The museum is located in the former house of the book collector Willem Hendrik Jacob (Willem) baron van Westreenen van Tiellandt (1783–1848), who himself was a great admirer of his cousin Johan Meerman (1751–1815), a book collector, traveller, and diarist. The museum is partly a personal memorial to Meerman, and focuses today on written and printed books in all forms. The development of the design of old and modern books is the central theme.

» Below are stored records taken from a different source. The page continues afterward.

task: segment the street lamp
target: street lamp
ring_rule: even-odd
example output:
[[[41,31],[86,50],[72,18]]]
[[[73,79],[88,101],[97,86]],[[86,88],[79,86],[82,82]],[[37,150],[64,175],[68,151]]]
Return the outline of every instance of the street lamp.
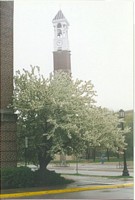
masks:
[[[24,154],[25,154],[25,167],[27,166],[27,160],[26,160],[26,158],[27,158],[27,149],[28,149],[28,137],[25,137],[25,152],[24,152]]]
[[[78,156],[76,156],[76,174],[78,174]]]
[[[124,119],[125,118],[125,112],[124,110],[119,111],[119,118]],[[121,122],[121,130],[124,130],[124,123]],[[124,162],[124,169],[123,169],[123,174],[122,176],[129,176],[129,172],[127,169],[127,161],[126,161],[126,150],[123,150],[123,162]]]

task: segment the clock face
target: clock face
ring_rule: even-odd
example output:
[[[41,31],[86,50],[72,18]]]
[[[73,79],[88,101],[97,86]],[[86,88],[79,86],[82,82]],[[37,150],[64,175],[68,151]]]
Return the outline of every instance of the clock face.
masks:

The museum has a collection of books from all periods of Western history. Medieval manuscripts, their manufacture, restoration, and accompanying research are one of the most important features of the collection. The development of writing is shown through a bird's eye view of the layout and decoration of these manuscripts. Besides the medieval manuscripts, there are also fine incunabula, i.e. books printed before 1501.

In addition to the collection of old books, the museum also collects books printed from 1850 to the present day. The shape and design of the books are the central theme. Rotating exhibitions show various parts of the overall collection, while the interior of the house also contains paintings by famous Dutch masters. The museum owns the largest collection of bookplates in the Netherlands. There is also an old fashioned movable-type printing press in the museum.

==Governance==
Yoeri Meessen has been the director of the House of the Book since March 2024. In 2023, it had a budget of €1.8m and 19,773 visitors.